Your proof is by induction on the structure of the list xs. Mention where you use properties such as associativity, commutativity, idempotence or min_int, if and when you need to use them. Also state where it is necessary to appeal to the idea that some expression is valuable or some function is total (if necessary).

Part 2.3: Map and back

In previous assignments, we sometimes asked you to write recursive functions over lists using map and fold and some times without. Now you can prove that it doesn't matter which way you choose to write your function -- the two styles are equivalent.

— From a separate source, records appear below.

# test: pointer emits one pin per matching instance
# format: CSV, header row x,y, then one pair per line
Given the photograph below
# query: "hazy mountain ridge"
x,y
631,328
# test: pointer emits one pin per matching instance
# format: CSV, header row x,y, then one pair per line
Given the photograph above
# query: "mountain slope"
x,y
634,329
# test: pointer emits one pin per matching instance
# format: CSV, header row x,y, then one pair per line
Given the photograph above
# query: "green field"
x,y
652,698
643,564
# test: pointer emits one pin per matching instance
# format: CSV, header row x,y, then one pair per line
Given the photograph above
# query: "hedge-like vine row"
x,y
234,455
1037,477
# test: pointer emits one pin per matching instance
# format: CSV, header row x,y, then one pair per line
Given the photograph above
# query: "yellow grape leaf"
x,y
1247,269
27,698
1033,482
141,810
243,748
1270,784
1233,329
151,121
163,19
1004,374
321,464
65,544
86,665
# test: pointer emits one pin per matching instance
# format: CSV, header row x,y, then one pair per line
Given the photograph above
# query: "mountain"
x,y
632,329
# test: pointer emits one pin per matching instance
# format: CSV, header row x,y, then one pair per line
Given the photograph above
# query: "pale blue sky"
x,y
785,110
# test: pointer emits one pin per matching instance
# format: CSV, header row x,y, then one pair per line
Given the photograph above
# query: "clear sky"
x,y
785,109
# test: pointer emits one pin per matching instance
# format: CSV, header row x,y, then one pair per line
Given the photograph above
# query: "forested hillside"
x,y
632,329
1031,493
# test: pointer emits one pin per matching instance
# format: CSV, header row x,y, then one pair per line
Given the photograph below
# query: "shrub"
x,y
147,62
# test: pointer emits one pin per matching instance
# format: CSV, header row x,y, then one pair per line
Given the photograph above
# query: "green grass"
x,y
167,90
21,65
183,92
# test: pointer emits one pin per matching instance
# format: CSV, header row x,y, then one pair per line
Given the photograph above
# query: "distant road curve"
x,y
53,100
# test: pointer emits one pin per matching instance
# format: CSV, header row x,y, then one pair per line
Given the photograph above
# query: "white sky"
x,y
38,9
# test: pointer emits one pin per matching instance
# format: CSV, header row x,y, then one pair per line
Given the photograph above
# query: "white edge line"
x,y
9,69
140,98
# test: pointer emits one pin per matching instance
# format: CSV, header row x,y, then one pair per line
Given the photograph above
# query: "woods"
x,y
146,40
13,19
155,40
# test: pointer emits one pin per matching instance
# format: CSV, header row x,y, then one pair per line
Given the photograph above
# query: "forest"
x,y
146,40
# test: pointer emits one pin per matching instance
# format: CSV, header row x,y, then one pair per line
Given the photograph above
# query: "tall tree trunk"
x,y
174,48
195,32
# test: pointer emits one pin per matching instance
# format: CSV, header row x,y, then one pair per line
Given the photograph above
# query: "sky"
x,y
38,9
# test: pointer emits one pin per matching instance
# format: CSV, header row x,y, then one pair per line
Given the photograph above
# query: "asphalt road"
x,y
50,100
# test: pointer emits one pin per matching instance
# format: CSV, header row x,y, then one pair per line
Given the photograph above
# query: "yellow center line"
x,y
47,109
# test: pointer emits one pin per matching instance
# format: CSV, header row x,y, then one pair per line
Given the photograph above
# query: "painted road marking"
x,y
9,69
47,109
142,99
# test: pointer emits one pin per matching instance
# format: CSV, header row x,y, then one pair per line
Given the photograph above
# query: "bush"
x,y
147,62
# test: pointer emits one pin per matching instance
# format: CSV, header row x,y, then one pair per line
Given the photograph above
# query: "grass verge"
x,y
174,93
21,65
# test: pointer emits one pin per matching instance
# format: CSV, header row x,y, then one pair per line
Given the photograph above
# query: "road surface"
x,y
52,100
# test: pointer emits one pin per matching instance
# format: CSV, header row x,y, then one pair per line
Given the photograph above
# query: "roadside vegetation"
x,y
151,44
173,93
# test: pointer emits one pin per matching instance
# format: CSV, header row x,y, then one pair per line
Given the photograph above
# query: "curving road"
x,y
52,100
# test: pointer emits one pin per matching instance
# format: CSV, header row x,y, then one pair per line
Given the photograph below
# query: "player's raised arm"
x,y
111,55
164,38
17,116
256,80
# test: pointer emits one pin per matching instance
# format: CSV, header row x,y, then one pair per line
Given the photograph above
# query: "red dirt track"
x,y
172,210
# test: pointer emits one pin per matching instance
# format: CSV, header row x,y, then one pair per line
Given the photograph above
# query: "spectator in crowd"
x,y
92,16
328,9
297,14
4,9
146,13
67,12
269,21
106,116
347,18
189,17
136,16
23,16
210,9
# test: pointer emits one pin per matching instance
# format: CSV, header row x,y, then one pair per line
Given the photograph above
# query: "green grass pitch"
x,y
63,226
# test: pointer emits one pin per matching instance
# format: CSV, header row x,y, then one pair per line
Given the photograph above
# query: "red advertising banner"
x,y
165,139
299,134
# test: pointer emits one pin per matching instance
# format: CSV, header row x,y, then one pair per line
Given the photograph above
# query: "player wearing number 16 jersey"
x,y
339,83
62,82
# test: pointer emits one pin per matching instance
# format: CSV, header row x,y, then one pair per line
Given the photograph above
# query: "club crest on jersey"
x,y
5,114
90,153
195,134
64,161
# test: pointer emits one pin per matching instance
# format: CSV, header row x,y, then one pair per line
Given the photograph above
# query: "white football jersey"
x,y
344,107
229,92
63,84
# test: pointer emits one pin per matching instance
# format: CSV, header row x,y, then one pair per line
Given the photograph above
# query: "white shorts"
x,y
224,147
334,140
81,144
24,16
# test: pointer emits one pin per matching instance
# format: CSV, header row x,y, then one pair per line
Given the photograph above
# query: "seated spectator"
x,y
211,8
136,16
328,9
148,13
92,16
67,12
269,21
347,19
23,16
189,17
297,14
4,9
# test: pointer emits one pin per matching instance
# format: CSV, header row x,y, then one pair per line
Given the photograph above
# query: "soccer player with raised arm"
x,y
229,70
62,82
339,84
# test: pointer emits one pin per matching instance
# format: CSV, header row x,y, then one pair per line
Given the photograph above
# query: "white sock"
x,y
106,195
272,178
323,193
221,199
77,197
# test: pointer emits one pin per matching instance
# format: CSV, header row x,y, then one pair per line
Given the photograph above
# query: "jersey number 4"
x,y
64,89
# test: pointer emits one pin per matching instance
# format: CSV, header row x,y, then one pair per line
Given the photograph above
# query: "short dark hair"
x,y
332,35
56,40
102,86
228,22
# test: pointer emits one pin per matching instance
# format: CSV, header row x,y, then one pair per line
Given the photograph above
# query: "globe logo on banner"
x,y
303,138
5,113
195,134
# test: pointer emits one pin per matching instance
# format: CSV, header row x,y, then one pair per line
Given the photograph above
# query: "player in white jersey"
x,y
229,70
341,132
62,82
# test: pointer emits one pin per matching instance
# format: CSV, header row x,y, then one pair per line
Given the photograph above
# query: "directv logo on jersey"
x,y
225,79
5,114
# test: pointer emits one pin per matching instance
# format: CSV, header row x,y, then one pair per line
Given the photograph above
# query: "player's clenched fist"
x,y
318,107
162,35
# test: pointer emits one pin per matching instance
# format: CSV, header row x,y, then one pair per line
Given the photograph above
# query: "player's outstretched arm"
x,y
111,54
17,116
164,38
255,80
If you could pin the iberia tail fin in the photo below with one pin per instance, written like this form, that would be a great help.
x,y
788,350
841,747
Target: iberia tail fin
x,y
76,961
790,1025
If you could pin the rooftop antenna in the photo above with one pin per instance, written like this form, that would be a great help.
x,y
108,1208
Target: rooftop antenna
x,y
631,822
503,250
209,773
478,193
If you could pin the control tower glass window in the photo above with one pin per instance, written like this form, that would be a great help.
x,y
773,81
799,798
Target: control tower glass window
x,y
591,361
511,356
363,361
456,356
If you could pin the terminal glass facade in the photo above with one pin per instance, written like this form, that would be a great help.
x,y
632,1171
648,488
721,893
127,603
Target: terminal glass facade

let rec map (f:'a -> 'b) (xs:'a list) : 'b list =
  match xs with
      [] -> []
    | hd::tail -> f hd :: map f tail
;;

let bump1 (xs:int list) : int list = 
  map (fun x -> x+1)  xs
;;

let bump2 (xs:int list) : int list =
  match xs with
    [] -> []
  | hd::tail -> (hd+1) :: map (fun x -> x+1) tail
;;

let rec bump3 (xs:int list) : int list =
  match xs with
    [] -> []
  | hd::tail -> (hd+1) :: bump3 tail
;;

(a) Prove that for all integer lists l, bump1 l == bump2 l.

(b) Prove that for all integer lists l, bump1 l == bump3 l.

(c) In one sentence, what's the big difference between the part (a) and part (b)?

Part 2.4: Zippity do da

Consider the following functions:

let rec zip (ls:'a list * 'b list) : ('a * 'b) list =
  let (xs,ys) = ls in
  match (xs,ys) with
      ([],_) -> []
    | (_,[]) -> []
    | (x::xrest, y::yrest) -> (x,y)::zip (xrest,yrest)
;; 

let rec unzip (xs:('a * 'b) list) : 'a list * 'b list =
  match xs with
      [] -> ([],[])
    | (x,y)::tail -> 
      let (xs,ys) = unzip tail in
      (x::xs, y::ys)
;; 

Prove or disprove each of the following.

(a) For all l : ('a * 'b) list, zip(unzip l) == l.

(b) For all l1 : 'a list, l2 : 'b list, unzip(zip (l1,l2)) == (l1,l2).

NOTE: The way that you disprove a theorem is you give a counter example. For example, if a theorem says "for all x of type t, ... property about x ..." then to disprove the theorem, all you need to do is find 1 value v with type t and show that the property does not hold for v. If you can, then clearly the property does not hold "for all" x of type t.

Handin Instructions

This problem set is to be done individually.

You must hand in these files to dropbox (see link on assignment page):

  1. Syntax.ml
  2. EvalEnv.ml
  3. Testing.ml
  4. proofs.txt